Hell, you had to at least achieve monogamy before you could go on to larger ambitions. So far he had failed to attach even one woman to his sawed-off person. Of course, nearly three years in covert ops, and the period before that in the all-male environs of the military academy, had limited his opportunities.

Nice theory. So why hadn't similar conditions stopped Ivan?

Elena . . . Was he still holding out for the impossible, on some level? Miles swore he wasn't nearly as choosy as Ivan—he could hardly afford to be—yet even this lovely ghem-blonde lacked . . . what? The intelligence, the reserve, the pilgrim soul . . . ? But Elena had chosen another, and probably wisely. Time and past time for Miles to move on too, and carve out some luck of his own. He just wished the prospect didn't feel so bleak.

Spiraling in from the other side a moment or two after Miles came a Cetagandan ghem-lord, tall and lean. The face rising up out of his dark and flowing robes was young; the fellow was not much older than Ivan and himself, Miles guessed. He was square-skulled, with prominent round cheekbones. One cheekbone was decorated with a circular patch, a decal, Miles realized, a stylized swirl of color identifying the man's rank and clan. It was a shrunken version of the full face paint a few other Cetagandans present wore, an avant-garde youth fashion currently being disapproved of by the older generation. Was he come to rescue his lady from Ivan's attentions?

"Lady Gelle," he bowed slightly, and "Lord Yenaro," she responded with a precisely graded inclination of her head, by which Miles gathered that 1) she had a higher status in the ghem-community than the man, and 2) he was not her husband or brother—Ivan was probably safe.

"I see you have found some of the galactic exotics you were longing for," said Lord Yenaro to her.

She smiled back at him. The effect was downright blinding, and Miles found himself wishing she'd smile at him even though he knew better.

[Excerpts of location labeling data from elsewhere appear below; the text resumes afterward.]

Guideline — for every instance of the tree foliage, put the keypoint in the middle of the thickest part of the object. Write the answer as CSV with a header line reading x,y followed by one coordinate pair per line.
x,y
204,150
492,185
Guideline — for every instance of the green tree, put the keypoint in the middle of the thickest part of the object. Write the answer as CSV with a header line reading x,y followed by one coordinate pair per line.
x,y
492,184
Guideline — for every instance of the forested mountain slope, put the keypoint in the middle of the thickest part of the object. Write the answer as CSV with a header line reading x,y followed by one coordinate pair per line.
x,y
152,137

Lord Yenaro, doubtless inoculated by a lifetime of exposure to ghem-ladies, seemed immune. "Lord Yenaro, this is Lieutenant Lord Ivan Vorpatril of Barrayar, and, ah—?" Her lashes swept down over her eyes, indicating Ivan should introduce Miles, a gesture as sharp and evocative as if she'd tapped Ivan's wrist with a fan.

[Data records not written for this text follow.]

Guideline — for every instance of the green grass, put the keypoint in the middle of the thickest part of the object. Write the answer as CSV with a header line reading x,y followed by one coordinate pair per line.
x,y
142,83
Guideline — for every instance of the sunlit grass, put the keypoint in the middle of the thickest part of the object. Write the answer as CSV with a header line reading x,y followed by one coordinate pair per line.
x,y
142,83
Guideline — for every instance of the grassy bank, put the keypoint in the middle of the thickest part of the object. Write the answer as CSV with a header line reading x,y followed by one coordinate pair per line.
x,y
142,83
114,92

"My cousin, Lieutenant Lord Miles Vorkosigan," Ivan supplied smoothly, on cue.

"Ah, the Barrayaran envoys!" Lord Yenaro bowed more deeply. "What luck to meet you."

Miles and Ivan both returned decent nods; Miles made sure the inclination of his head was slightly shallower than his cousin's, a fine gradation alas probably spoiled by the angle of view.

"We have an historical connection, Lord Vorkosigan," Yenaro went on. "Famous ancestors."

Miles's adrenaline level shot up. Oh, damn, this is some relative of the late ghem-General Estanis, and he's out to get the son of Aral Vorkosigan. . . .

"You are the grandson of General Count Piotr Vorkosigan, are you not?"

Ah. Ancient history, not recent. Miles relaxed slightly. "Indeed."

"I am in a sense your opposite number, then. My grandfather was ghem-General Yenaro."

"Oh, the unfortunate commander of the, uh, what do you folks call it? The Barrayaran Expedition? The Barrayaran Reconnaissance?" Ivan put in.

"The ghem-general who lost the Barrayaran War," Yenaro said bluntly.

"Really, Yenaro, must you bring him up?" said Lady Gelle. Did she actually want to hear the end of Ivan's story? Miles could have told her a much funnier one, about the time on training maneuvers when Ivan had led his patrol into gluey waist-deep mud, and they'd all had to be winched out by hovercar. . . .

"I am not a proponent of the hero-theory of disaster," Miles said diplomatically. "General Yenaro had the misfortune to be the last of five successive ghem-generals who lost the Barrayaran War, and thus the sole inheritor of a, as it were, tontine of blame."